Youth Ministry as the Incubator for the Emerging Church

Here's a provocative portion of Phil Johnson's post at the Pulpit Magazine blog yesterday:
I have friends who have suggested that the emerging church idea is the predictable fruit of churches that tailor their youth ministries to whatever style is currently fashionable, hold alternative church services for the youth in a separate building (”the youth building”) and never incorporate them into the actual life of the church itself. They’ve grown into adulthood while their styles and preferences were catered to in a special “church” service all their own. The actual church service was something they weren’t expected to like. Many of them were never really exposed to worship in the context of the actual church, with real adults. They were deliberately entertained instead, and thus they were conditioned to think that way. They grew old, but they never grew up, and now even as adults, they want to continue to play at church, but outside the mainstream of the historic church. (My friend characterized the emerging church worship style as “Church services for the ADHD generation.” Read the Christianity Today account of Emergent’s national convention and you will understand why he said that.)
So keep on building your youth ministry on the sand of entertainment and excitement if you must. Warm the kids up to worship with skits and games. Dream up grosser and more outlandish spectacles. Keep on denying that what you reach them with is what you reach them to. And maybe one day you'll have your own little heretical kingdom that rises from the ruins of the Emerging Church.

Just don't forget to use your sermons to scorn all the small-minded people who said this was a bad idea. (Ha! Silly me. Sermons are so first century.)

6 comments:

Chris Anderson said...

Wow. That makes so much sense. We teach young people that church isn't for them, then act surprised when they learn it.

Do you think children's church does the same (without assuming a worst case scenario of entertainment, puppets, games, etc.)?

Anonymous said...

for a short time i attended a church that had it's youth group meetings on fridays after school until 5pm. it didn't displace any church service. the actual services were very traditional; the youth meetings used all kinds of modern methods. a lot of the teens came to both.

Ben said...

Chris,

There are folks arguing against any age grading in the educational program of the church. I'm not one of them. I've observed children's church services that were more biblical and serious and theological than many of the adult services I've seen. And the kids weren't bored!

Unless you're going to have all newborns in every service, you're going to have some division of ages. I think my argument would be that the division should decrease as quickly as possible as age increases, and than any decision to divide should take into account all the unintended consequences.

How's that for a dodge?

Anonymous said...

Hum...interesting post, i think you make a lot of sense.

I think the U.K. picture is that some youth churches grow into all age churches as the young people grow, but most keep they young people until they leave for college - then if they fall away its not the home churches problem and they don't need to feel bad because it didn't happen on their watch

I also think the 'mainstream' church needs the energy of young people to keep it fresh, so we can't afford to let them go off all on their own.
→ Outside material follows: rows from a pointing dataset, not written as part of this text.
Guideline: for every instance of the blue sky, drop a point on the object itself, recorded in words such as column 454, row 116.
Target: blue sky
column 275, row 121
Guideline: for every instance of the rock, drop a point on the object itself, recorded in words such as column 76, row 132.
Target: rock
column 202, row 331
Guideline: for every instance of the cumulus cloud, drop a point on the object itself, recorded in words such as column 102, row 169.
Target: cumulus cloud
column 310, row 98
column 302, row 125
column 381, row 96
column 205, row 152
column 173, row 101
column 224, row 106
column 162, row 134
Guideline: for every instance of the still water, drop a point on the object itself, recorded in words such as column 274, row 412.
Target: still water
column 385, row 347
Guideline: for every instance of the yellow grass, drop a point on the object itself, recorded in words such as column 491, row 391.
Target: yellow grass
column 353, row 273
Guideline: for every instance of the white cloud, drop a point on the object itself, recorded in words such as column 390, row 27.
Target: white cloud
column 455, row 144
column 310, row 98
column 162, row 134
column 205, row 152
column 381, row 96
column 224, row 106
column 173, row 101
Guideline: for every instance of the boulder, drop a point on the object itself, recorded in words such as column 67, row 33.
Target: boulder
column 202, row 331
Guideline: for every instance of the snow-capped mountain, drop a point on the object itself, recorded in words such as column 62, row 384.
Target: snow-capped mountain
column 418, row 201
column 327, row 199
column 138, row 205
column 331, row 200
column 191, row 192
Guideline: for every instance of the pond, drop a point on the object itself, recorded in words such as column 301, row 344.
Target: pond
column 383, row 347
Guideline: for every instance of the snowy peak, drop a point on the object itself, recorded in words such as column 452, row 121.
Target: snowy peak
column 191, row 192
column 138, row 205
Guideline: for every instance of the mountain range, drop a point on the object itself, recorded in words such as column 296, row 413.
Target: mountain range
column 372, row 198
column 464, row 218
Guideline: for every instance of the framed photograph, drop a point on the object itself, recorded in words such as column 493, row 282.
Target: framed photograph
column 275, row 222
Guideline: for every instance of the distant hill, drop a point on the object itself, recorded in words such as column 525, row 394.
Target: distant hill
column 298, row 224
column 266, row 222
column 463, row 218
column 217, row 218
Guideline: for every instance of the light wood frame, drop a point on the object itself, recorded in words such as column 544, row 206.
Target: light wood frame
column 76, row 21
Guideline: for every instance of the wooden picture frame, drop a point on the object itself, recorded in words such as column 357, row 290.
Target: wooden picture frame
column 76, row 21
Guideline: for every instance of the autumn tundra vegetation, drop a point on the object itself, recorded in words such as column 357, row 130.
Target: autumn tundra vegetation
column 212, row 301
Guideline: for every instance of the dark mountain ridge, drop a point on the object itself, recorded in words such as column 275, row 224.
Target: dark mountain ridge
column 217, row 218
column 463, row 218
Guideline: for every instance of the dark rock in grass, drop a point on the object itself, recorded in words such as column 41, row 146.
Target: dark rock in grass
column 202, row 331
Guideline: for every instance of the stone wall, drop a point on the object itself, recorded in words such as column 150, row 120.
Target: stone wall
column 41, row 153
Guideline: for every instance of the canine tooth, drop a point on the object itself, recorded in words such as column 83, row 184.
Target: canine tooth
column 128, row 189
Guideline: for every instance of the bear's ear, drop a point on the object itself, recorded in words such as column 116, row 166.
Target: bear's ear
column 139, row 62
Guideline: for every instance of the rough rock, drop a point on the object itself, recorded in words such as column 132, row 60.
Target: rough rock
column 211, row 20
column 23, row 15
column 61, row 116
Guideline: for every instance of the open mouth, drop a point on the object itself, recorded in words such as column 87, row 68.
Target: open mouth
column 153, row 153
Something about being a body i think...

Chris Anderson said...

I agree, Ben. We do have children's church for children age 4 through grade 2. They dismiss just before the message, and they get a message aimed more intentionally at their level. Meanwhile, we have 3rd-6th graders in the service, taking notes during the morning message, earning points for our midweek program (which, I suppose, is another controversy).
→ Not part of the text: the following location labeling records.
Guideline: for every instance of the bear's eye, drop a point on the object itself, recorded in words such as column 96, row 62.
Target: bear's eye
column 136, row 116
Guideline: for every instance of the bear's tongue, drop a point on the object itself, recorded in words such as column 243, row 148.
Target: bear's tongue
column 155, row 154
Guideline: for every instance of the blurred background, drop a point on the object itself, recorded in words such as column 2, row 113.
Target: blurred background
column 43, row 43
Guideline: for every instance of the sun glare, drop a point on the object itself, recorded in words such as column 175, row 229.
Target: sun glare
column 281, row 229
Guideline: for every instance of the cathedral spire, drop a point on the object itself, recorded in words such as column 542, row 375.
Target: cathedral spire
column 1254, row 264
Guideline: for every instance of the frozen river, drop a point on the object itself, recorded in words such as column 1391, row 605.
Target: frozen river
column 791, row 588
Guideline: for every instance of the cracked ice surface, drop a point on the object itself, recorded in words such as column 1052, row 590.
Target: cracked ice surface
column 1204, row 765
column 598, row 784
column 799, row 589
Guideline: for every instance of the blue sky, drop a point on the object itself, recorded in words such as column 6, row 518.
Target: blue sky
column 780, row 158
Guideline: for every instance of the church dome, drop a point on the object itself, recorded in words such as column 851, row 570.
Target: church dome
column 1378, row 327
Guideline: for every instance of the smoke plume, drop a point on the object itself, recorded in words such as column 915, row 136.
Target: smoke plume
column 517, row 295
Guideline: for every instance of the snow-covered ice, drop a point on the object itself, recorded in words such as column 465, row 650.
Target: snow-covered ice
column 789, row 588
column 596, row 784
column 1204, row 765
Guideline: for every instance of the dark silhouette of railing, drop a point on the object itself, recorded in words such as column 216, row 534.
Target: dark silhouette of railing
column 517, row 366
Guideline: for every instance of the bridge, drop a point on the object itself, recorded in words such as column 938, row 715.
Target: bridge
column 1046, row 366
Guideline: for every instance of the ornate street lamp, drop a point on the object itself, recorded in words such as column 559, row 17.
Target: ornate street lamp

At any rate, even later elementary students can get more out of sermons than many would expect. If they're expected to.

Anonymous said...

I agree with most on this thread. It is a problem that I have been worried about for many years. I would like to see more kids in the regular worship service. This may be a small point and I don't want to start a fire here, but I think some of the disconnect between the pulpit and the youth is the archaic version that many of our churches use.